Penerapan UU SJSN dan UU BPJS secara sempurna menimbulkan revolusi sistem kesehatan nasional. Bidang pelayanan kesehatan berubah dari tidak terstruktur menjadi terstruktur atau rujukan berjenjang. Pembiayaan kesehatan yang selama ini dari kantong penderita langsung (out of pocket) berubah menjadi dibiayai pihak ketiga, yakni BPJS Kesehatan.

Semua penduduk wajib menjadi peserta dengan membayar iuran. Bagi yang tidak mampu, iurannya dibayarkan pemerintah melalui APBN. Setiap peserta memperoleh kartu peserta yang berlaku secara nasional yang disebut Kartu Indonesia Sehat.

Dengan demikian, peluncuran Kartu Indonesia Sehat bagi seluruh penduduk Indonesia menuntut pemerintah untuk memperbaiki sistem pelayanan kesehatan yang belum merata di seluruh Tanah Air, baik fasilitas maupun tenaga kesehatan.

Dalam hal pelayanan kesehatan, Joko Widodo-Jusuf Kalla dalam visi-misi dan program aksi berkomitmen memperjuangkan kebijakan khusus untuk memenuhi kebutuhan layanan kesehatan, alat kesehatan dan tenaga, terutama bagi penduduk di pedesaan dan daerah terpencil, serta menyediakan jaminan persalinan gratis.
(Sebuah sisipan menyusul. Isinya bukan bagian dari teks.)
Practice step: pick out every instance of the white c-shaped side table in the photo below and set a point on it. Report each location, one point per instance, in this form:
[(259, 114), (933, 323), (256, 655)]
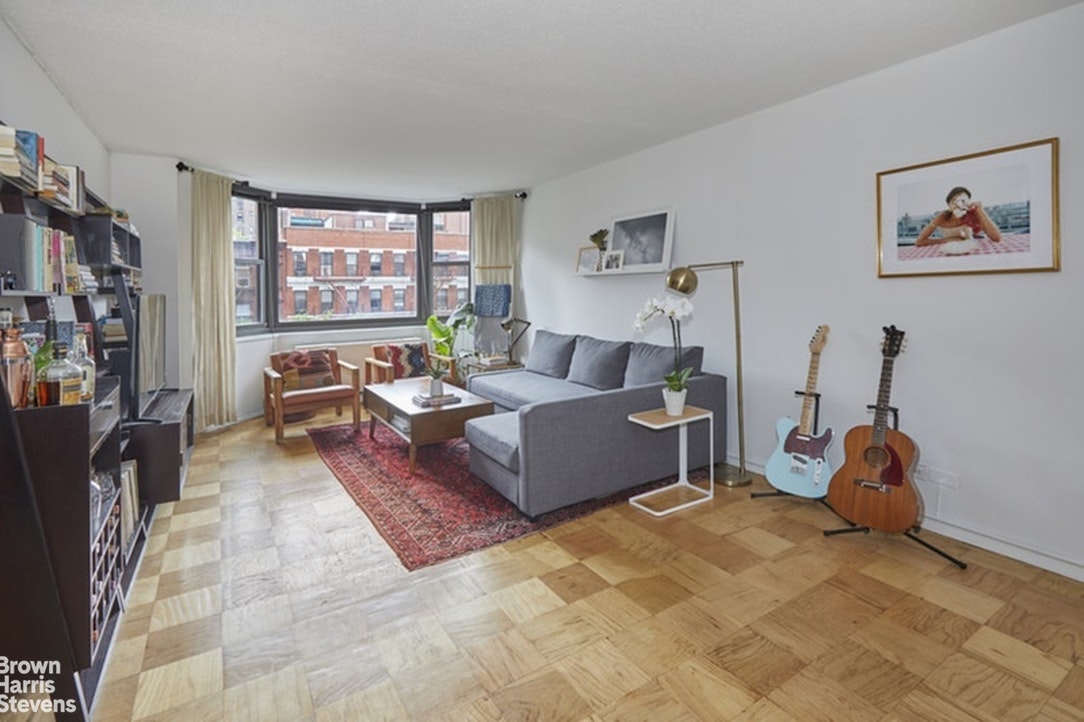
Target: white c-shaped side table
[(658, 420)]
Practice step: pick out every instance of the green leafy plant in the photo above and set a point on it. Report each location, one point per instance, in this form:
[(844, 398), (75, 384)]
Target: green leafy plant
[(444, 333), (598, 237)]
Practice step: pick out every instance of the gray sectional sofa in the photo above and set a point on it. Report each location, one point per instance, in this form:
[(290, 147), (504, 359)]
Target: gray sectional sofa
[(560, 434)]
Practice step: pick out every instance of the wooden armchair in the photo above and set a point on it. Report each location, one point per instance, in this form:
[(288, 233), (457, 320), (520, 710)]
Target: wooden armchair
[(402, 358), (309, 379)]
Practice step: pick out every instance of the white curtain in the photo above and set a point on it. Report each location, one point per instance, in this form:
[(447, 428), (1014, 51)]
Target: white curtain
[(214, 303), (494, 229)]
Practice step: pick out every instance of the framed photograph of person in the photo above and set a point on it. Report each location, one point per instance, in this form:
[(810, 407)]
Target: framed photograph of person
[(994, 211), (613, 260), (645, 240), (588, 260)]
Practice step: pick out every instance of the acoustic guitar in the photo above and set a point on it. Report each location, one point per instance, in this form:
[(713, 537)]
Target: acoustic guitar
[(799, 465), (873, 488)]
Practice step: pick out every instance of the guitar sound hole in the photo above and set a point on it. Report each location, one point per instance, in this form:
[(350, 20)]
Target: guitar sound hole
[(875, 456)]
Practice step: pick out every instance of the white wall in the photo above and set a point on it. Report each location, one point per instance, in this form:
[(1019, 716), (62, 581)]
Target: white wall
[(989, 386), (147, 188), (29, 100)]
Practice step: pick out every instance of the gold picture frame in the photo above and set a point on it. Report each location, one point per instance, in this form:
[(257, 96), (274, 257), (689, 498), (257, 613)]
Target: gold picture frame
[(994, 211)]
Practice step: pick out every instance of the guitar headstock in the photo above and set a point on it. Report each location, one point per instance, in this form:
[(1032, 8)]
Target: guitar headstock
[(820, 339), (893, 343)]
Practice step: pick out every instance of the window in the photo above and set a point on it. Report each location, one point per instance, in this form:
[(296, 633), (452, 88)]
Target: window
[(248, 288), (309, 261), (451, 261)]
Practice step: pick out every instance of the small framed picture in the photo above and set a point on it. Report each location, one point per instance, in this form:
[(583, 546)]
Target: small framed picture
[(646, 240), (613, 260), (588, 260)]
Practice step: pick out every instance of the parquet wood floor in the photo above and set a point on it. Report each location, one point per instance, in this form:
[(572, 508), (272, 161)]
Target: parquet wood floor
[(266, 594)]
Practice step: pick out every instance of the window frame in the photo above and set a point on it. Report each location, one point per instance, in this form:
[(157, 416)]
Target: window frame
[(270, 203)]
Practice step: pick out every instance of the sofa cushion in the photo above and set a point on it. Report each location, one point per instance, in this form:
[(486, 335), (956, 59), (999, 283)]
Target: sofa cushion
[(498, 437), (598, 363), (512, 389), (648, 363), (551, 353)]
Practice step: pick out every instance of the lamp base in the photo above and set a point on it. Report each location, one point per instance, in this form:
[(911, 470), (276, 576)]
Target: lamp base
[(732, 476)]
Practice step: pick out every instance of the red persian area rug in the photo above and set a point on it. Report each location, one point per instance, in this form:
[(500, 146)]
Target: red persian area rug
[(442, 511)]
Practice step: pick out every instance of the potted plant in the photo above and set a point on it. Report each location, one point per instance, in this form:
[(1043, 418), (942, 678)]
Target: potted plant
[(436, 373), (444, 333), (598, 237), (674, 310)]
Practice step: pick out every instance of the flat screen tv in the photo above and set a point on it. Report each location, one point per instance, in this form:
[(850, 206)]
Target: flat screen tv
[(150, 361)]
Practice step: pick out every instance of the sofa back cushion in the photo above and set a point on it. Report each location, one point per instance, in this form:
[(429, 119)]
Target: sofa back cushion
[(648, 363), (551, 353), (598, 363)]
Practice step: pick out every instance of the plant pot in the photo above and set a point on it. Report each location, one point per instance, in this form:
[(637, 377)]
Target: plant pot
[(674, 401)]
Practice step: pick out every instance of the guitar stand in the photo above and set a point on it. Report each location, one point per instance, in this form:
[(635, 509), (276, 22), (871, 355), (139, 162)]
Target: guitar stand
[(910, 533)]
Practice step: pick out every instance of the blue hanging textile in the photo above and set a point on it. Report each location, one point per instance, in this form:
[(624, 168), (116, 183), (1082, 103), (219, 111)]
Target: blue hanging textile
[(492, 299)]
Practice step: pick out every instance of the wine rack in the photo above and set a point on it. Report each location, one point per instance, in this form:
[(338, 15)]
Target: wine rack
[(106, 570)]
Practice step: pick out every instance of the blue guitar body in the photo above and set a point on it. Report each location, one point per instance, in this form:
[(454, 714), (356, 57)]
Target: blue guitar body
[(799, 465)]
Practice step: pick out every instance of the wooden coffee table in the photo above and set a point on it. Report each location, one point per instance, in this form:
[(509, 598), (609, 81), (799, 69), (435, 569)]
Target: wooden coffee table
[(392, 405)]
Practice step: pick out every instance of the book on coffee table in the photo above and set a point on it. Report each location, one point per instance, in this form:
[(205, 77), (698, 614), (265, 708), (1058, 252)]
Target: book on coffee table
[(427, 400)]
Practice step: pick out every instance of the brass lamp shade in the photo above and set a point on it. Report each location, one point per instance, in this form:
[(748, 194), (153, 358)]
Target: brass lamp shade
[(682, 281)]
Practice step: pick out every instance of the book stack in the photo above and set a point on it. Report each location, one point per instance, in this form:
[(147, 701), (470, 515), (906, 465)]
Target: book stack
[(87, 279), (426, 400), (9, 156)]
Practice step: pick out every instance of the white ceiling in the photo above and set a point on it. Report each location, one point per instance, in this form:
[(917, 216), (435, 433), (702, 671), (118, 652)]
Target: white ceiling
[(430, 100)]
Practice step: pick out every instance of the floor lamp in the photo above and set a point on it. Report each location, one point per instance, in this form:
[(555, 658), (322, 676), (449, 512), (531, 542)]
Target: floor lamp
[(683, 281)]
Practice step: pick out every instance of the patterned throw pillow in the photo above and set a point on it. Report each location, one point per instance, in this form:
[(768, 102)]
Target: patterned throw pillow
[(307, 370), (407, 360)]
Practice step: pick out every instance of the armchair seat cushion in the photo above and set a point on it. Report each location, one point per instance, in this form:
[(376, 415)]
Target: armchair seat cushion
[(307, 370), (323, 396)]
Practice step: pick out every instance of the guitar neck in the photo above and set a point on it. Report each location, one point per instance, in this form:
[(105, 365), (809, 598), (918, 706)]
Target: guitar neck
[(809, 402), (884, 392)]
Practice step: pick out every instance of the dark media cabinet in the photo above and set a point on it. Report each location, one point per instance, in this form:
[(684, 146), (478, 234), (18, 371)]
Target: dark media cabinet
[(63, 447)]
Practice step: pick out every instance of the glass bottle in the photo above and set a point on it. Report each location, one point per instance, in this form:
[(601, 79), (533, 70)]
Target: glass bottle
[(60, 382), (16, 363), (88, 368)]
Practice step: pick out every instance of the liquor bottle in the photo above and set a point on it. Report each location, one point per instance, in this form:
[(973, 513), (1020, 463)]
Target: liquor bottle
[(60, 382), (87, 365), (16, 364)]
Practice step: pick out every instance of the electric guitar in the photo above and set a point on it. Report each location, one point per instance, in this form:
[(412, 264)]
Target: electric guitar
[(873, 488), (799, 465)]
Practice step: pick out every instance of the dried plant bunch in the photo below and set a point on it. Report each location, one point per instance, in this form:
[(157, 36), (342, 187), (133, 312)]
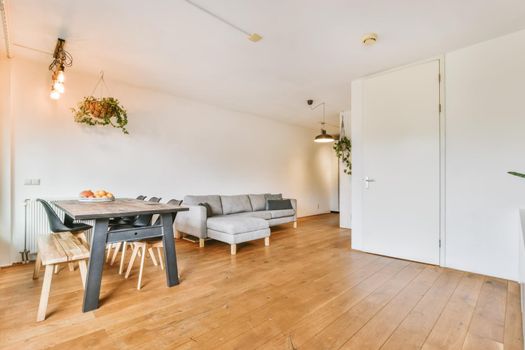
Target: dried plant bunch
[(101, 111)]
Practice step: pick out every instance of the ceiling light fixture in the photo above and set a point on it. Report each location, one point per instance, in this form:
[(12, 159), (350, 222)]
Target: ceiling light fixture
[(369, 39), (254, 37), (61, 59), (323, 137)]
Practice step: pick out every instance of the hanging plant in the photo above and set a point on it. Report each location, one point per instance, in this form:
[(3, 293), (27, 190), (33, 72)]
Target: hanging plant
[(101, 111), (343, 151)]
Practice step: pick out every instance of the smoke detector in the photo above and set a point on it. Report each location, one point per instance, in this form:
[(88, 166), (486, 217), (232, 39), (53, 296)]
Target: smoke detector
[(369, 39)]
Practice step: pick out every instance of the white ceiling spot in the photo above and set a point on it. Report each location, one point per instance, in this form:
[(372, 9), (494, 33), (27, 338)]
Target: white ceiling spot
[(369, 39), (307, 50)]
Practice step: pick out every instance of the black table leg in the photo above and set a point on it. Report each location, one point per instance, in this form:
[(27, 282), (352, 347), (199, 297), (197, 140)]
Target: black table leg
[(96, 265), (172, 274)]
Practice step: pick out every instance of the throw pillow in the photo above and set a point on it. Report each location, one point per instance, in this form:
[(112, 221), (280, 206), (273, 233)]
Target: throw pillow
[(276, 204), (209, 212), (268, 197)]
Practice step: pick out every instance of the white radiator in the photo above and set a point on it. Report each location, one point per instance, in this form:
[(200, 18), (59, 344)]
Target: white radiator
[(36, 223)]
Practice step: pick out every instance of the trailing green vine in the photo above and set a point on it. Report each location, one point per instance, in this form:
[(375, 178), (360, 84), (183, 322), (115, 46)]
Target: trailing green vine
[(101, 111), (343, 150)]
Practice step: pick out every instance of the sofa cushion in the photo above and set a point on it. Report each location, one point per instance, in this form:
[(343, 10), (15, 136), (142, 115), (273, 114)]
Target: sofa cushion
[(258, 201), (262, 214), (236, 225), (269, 196), (281, 213), (209, 210), (213, 200), (235, 204), (279, 204)]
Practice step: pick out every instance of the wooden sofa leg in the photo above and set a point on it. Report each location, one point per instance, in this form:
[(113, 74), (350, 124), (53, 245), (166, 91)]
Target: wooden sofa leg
[(38, 264), (44, 295)]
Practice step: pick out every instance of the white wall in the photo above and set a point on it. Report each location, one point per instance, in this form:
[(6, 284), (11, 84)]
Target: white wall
[(175, 147), (334, 182), (485, 138), (5, 163)]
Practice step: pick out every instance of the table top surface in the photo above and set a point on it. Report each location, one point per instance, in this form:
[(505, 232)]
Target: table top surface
[(117, 208)]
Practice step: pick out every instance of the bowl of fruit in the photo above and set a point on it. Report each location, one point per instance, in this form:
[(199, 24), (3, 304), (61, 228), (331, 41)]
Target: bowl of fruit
[(97, 196)]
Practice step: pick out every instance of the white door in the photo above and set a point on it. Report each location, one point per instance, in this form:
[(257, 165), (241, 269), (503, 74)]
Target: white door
[(401, 154)]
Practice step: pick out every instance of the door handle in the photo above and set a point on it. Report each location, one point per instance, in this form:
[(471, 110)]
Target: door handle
[(367, 182)]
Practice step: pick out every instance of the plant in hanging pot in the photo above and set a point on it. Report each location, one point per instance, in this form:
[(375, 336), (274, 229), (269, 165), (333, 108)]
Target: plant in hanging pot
[(343, 151), (101, 111)]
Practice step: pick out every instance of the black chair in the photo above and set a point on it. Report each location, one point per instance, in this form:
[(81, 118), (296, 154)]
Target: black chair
[(148, 245), (56, 224)]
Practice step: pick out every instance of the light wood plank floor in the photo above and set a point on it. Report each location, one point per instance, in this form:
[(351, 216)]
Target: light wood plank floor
[(308, 290)]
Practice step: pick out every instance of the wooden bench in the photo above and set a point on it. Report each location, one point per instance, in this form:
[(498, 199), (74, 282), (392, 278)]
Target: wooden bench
[(53, 249)]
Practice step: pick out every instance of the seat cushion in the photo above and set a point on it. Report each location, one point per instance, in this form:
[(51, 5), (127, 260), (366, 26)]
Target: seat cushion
[(236, 225), (281, 213), (263, 214), (279, 204), (258, 201), (235, 204), (213, 200)]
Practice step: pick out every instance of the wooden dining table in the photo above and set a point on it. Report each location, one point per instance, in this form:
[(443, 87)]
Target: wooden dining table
[(101, 213)]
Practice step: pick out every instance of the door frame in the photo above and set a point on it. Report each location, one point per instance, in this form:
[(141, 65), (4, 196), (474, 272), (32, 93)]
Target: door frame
[(357, 156)]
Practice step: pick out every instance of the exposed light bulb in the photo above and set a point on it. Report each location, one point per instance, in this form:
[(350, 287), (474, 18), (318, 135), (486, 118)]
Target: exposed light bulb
[(58, 86), (55, 95), (60, 76)]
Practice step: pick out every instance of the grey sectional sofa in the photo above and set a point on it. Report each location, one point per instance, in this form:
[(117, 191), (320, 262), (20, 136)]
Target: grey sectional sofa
[(232, 219)]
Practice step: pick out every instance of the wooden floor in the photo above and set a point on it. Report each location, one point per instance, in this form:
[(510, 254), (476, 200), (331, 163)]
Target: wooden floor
[(308, 290)]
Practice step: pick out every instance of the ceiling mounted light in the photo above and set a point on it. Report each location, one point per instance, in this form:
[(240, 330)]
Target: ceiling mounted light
[(369, 39), (253, 37), (61, 59), (323, 137)]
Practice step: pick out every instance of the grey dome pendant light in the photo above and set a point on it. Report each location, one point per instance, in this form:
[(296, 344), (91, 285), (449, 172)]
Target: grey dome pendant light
[(323, 137)]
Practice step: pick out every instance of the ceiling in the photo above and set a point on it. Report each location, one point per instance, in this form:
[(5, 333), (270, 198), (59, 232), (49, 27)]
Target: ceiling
[(311, 48)]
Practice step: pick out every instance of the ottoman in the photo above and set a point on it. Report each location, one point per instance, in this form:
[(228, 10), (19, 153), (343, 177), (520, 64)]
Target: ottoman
[(233, 230)]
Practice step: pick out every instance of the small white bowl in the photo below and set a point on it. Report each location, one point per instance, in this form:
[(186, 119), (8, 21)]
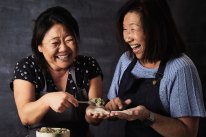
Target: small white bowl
[(43, 134)]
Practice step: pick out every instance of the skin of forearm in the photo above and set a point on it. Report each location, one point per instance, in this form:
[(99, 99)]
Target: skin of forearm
[(33, 112), (172, 127), (93, 121)]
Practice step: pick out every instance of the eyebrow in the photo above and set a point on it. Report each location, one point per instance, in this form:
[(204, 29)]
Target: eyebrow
[(133, 24)]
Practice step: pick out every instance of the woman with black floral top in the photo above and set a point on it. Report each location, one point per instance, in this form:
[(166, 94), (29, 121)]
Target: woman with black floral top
[(48, 84)]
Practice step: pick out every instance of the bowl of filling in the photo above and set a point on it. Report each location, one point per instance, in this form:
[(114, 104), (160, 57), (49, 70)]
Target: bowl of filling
[(52, 132)]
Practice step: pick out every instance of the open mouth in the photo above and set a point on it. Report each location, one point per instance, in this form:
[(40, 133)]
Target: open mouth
[(135, 47), (63, 57)]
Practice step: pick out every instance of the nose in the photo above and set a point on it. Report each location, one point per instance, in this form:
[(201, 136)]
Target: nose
[(62, 46), (128, 37)]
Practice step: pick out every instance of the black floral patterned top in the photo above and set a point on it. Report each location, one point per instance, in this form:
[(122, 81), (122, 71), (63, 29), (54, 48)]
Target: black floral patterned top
[(73, 118)]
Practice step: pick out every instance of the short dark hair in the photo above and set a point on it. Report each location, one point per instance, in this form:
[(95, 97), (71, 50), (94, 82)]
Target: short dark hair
[(47, 19), (163, 41)]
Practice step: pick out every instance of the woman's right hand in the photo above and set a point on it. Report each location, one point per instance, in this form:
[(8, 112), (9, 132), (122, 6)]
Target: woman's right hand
[(60, 101), (117, 104)]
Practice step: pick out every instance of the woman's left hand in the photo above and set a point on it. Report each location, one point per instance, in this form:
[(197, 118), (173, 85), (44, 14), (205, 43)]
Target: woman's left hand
[(139, 112), (97, 112)]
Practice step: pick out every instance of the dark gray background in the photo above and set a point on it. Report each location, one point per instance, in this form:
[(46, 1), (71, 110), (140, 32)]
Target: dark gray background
[(98, 38)]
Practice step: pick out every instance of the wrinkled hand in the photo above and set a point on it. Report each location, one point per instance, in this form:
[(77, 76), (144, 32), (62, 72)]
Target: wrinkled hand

Mengalokasikan anggaran kesehatan sekurang-kurangnya 5 persen dari anggaran negara untuk menurunkan angka kematian ibu, kematian bayi dan balita, serta pengendalian HIV dan AIDS, penyakit menular dan penyakit kronis. Anggaran ini lebih besar dari anggaran selama ini yang kurang dari 3 persen APBN.

Jokowi-JK juga berkomitmen untuk ”membangun perimbangan pembangunan kawasan melalui peningkatan pembangunan berbagai fasilitas produksi, pendidikan, kesehatan, pasar tradisional, dan lain-lain di pedesaan, daerah terpencil, dan tertinggal. Selain itu, menerapkan pelayanan publik dasar melalui pembangunan 50.000 rumah sehat dan mengembangkan 6.000 puskesmas dengan fasilitas rawat inap, serta memeratakan Sistem Jaminan Sosial Nasional.

Revolusi sistem kesehatan ini perlu diawali dengan revolusi mental para pekerja kesehatan dan seluruh masyarakat. Paradigma ”sakit” harus berubah menjadi paradigma ”sehat” yang lebih menekankan pada pencegahan dan promosi derajat sehat ketimbang pengobatan.

Dengan misi ”Indonesia Sehat”, ”Indonesia Pintar”, ”Indonesia Kerja”, dan ”Indonesia Sejahtera”, pemerintahan Jokowi-JK akan mewujudkan Indonesia yang berdaulat, mandiri, dan berkepribadian.